Sur un logement isolé, le cadre est le plus strict. Il faut respecter le triennat, atteindre le seuil des trois ans de loyer, pouvoir justifier le projet et exécuter les travaux dans les délais. La marge de manœuvre est faible et l’erreur se paie comptant.
Sur un immeuble entier, la logique change. À Bruxelles et en Wallonie, il existe un régime plus souple pour permettre des rénovations globales. Sous conditions, il devient possible de libérer plusieurs logements en même temps, même si les baux ne sont pas alignés, à condition que le projet soit cohérent à l’échelle du bâtiment. C’est un levier puissant pour transformer réellement un actif, mais il exige un dossier solide, un projet clair et un respect strict des délais.

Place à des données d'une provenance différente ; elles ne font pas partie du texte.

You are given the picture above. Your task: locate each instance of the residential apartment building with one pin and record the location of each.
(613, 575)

Ce que l’investisseur doit retenir

Les erreurs classiques reviennent souvent : acheter en pensant pouvoir rénover immédiatement, sous-estimer le budget minimum des travaux, négliger le calendrier, improviser le dossier de résiliation, ou confondre la logique d’un logement isolé avec celle d’un immeuble. Résultat : projets bloqués pendant un à trois ans, ou indemnités lourdes à payer.

En réalité, la rénovation n’est pas qu’un chantier. C’est une stratégie qui se pense juridiquement, financièrement et techniquement, et surtout avant l’acquisition. C’est pour cette raison que, chez J&J Properties, l’analyse des baux et des possibilités de résiliation fait partie intégrante de l’étude de chaque projet d’investissement. Parce qu’une rénovation bien maîtrisée ne crée pas seulement de la valeur, elle change la trajectoire complète d’un investissement.